You have plenty of memory on the C1060,

I was thinking, if the problem persists with floats, then it doesn’t have to do with 1.3 capability or -arch sm_13, and that possibility can be eliminated.

Now judging from the posts of Sarnath and others, it looks like it has to do with your memory allocation and freeing. Page-locked memory can be a limited resource, much more limited than regular pageable host memory.

mfatica: any suggestions on whether I should prefer floats to doubles in such large arrays??

Jamie: I understand the fact that I should free memory on host after checking the values, etc. But the values on the device needs to be called with the other functions. I cannot free that in the middle of the program. Any suggestions??

They are not large arrays. Doubles will work just fine.

no progress yet freeing memory. ANy suggestions?

My values are still not matching,
for eg: device values:
< zonez2[12509184] = 265568151417664542740425707193393877088933967732712906816850
1275174723125390058306059571648957287645395757720904662978488
7255057533816305053713052474408564412946349599471930538872086
5364486388361036069090439470445556737492729629646210151749950
928582321198337863788221638986120438951496908800.000000
< zonez2[12509185] = 0.000000
< zonez2[12509186] = -0.000000
< zonez2[12509187] = 0.000000
< zonez2[12509188] = -0.000000
< zonez2[12509189] = 0.000000

C program/emulation values:

zonez2[12509184] = 27.000000
zonez2[12509185] = 27.000000
zonez2[12509186] = 30.000000
zonez2[12509187] = 19.000000
zonez2[12509188] = 33.000000
zonez2[12509189] = 25.000000

From the code in the first post, you are using pointers to host memory in your kernel for u1, u2, v1 and v2.
Unless there are some cudaMallocs that are not shown, it will give you the right results in emulation ( because everything is running in host memory) but incorrect results when running on the GPU.

mfatica: I am using cudaMalloc to initialize all those pointers u1, u2, v1 and v2

[codebox]

    cudaMalloc((void**) &u1, sizeof(int) * sizez);

cudaMalloc((void**) &u2, sizeof(int) * sizez);



cudaMalloc((void**) &v1, sizeof(int) * sizez);

cudaMalloc((void**) &v2, sizeof(int) * sizez);

[/codebox]

So is there a limit on single dimensional array on the device?
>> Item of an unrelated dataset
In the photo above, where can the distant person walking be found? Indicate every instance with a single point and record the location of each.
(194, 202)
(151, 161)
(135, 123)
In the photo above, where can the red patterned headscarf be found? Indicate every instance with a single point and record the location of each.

From my tests, my values are correct, when I call the kernel 43 times. This means that the values are correct upto 4096*43 = 176128 indexes. When the kernel is called more than 43 times, the values in the array are wrong. I have to call the kernel 3096 times to calculate all the values in the array.

Any suggestions?

mfatica: I think there’s a hard limit on 1D arrays on the device. because as long as I stick to this value (43*4096) my values are correct. Though in the next stage, my FFT fails for such a huge 1D array. any pointers??

There muss be sthg wrong with your code. 4GB Memory is huge. I dont think there r any hardlimits as you say

Sarnath: The kernel executes correctly for a fixed size (i.e. 43*4096) on device mode and I am thinking it may be a hard limit. Even I came to this limit by testing values obtained from the kernel.

Also, I am passing a (2353x1430) size image into the kernel. So this kernel is actually computing windows on this huge image and giving me back the windows. I have been debugging but I cannot find a solution to this array limit.

Try to put cudaThreadSyncrhonize() inside the FOR loop and see if it has any effect.